By Jessie Taylor

Protecting our environmental wealth 

Covid-19 and the resulting national lockdown have left economies around the world in a downturn. Like many other nations, South Africa has established a plan to facilitate economic recovery, and a key component of this plan is protecting the country’s natural wealth.

In November, President Cyril Ramaphosa announced that the Economic Reconstruction and Recovery Plan would target a 3% average annual economic growth over the next decade.

The plan includes the details of a R13.8-billion investment into job creation of around 800,000 jobs and economic opportunities. A further R86.2-billion will be spent on employment creation over the next two years. In addition, a state infrastructure fund will provide R100-billion in finance, in the hopes of unlocking around a trillion rand in investment.

 

Climate change driving new sectors

But central to the post Covid-19 economic reconstruction and recovery programme is a focus on South Africa’s natural resources. Forestry, Fisheries and the Environment Minister, Barbara Creecy, has unpacked the Green Stimulus Recovery Programme, which will contribute to equitable economic growth, provide employment to marginalised communities and grow economic sectors reliant on the environment without destroying it.

Under the Green Stimulus Recovery Programme, measures are being put in place to ensure the country contributes its fair share to the global climate change effort. This includes the establishment of a Presidential Climate Change Coordinating Commission, which will advise the government on an ambitious and just transition to a low-carbon economy and climate-resilient society.

A focus on reducing carbon emissions is front and centre for the South African government, with Ramaphosa recently announcing the government’s plan to reduce carbon emission target ranges a decade earlier than initially planned. The government also plans to generate more than 17 gigawatts of renewable energy by 2030 and plans to have no new coal plants built after 2030. The aim is to have 80% of coal plants closed by 2050, with renewable energy sources supplying the bulk of electricity in the country.

Not only will the shift to renewable energy reduce the country’s impact on the environment, but it has the potential to create a significant number of jobs and grow supporting industries, in turn aiding economic recovery.

To facilitate the renewable energy sector’s development, several pieces of legislation have been developed under this programme, including the revised Nationally Determined Contribution (NDC) recently released for public comment. This is expected to be finalised by the United Nations Framework Convention on Climate Change in November.

Other key legislation includes the country’s National Climate Change Adaptation Strategy, finalised in 2020, and the Low Emissions Development Strategy. These will inform the country’s transition to a low-carbon, sustainable and climate-resilient development path. In addition, the Climate Bill is on its way through the Cabinet system in preparation for tabling later this year.

 

Waste management as a job creator

Alongside a shift to renewable energy, a key element of the Green Stimulus recovery plan is the circular economy.  The circular economy is an economic system aimed at eliminating waste and the continual use of resources.

“The plan promotes waste recycling, renewable energy generation, revitalising our ecotourism and forestry sector, as well as the retrofitting of government buildings to improve climate resilience and save on water and energy consumption”, says Hon. Creecy. 

Creecy emphasizes that a healthy environment must be one free from waste pollution and has committed to prioritising the implementation of the National Waste Management Strategy.

Plastic is the main focus in managing pollution, Creecy says.  To this end, the focus of government efforts has been to decrease plastic waste and enhance the recycling of plastics. One of the ways the plan addresses this is through amended plastic carrier bag regulations. The new requirements for plastic carrier bags will require all products to contain 50% recycled content from 2023. This will increase to 100% by 2027.

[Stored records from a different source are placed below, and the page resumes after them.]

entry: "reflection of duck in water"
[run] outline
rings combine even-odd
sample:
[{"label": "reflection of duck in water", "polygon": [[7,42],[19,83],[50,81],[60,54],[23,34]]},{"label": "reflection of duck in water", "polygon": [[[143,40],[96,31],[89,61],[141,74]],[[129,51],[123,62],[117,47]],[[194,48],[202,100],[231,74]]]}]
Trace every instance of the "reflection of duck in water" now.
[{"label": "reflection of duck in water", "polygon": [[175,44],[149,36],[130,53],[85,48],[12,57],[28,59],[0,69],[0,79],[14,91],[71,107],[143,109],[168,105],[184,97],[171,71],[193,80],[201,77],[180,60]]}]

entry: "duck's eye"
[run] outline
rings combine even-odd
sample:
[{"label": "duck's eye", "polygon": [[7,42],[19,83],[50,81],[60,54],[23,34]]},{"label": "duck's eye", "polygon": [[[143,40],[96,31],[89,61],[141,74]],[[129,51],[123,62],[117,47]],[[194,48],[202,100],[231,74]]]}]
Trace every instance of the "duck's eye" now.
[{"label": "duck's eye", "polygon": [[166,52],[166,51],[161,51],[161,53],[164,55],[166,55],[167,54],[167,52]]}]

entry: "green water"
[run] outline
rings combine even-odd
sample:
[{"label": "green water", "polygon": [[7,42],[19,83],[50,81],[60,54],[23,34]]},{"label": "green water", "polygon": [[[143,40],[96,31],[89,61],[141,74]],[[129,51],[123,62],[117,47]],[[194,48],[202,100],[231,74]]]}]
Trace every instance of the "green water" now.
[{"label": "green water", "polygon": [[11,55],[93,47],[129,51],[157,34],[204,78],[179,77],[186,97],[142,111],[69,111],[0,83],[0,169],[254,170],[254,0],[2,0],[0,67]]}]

“This will not only ensure circularity but will see product design taking the environment into consideration,” – Hon. Creecy.

The new requirements aim to ensure that household, industrial and commercial waste is diverted from landfills and instead used to bolster the product development and waste management sectors. The plan will also include the informal sector, such as waste reclaimers.

Under the same theme, marine litter is also an issue the government plans to address. As such the Source-to-Sea Programme will be expanded in 16 coastal districts with the target of creating a minimum of 1 600 work opportunities.

Not only does the Green Stimulus Recovery Programme aim to bring about real environmental change by reducing industry and consumers’ impact on the environment, but it also looks to create sustainable job opportunities. By investing in sectors such as renewable energy and waste management, the Green Stimulus Recovery Programme looks to drive economic growth while protecting the country’s natural resources.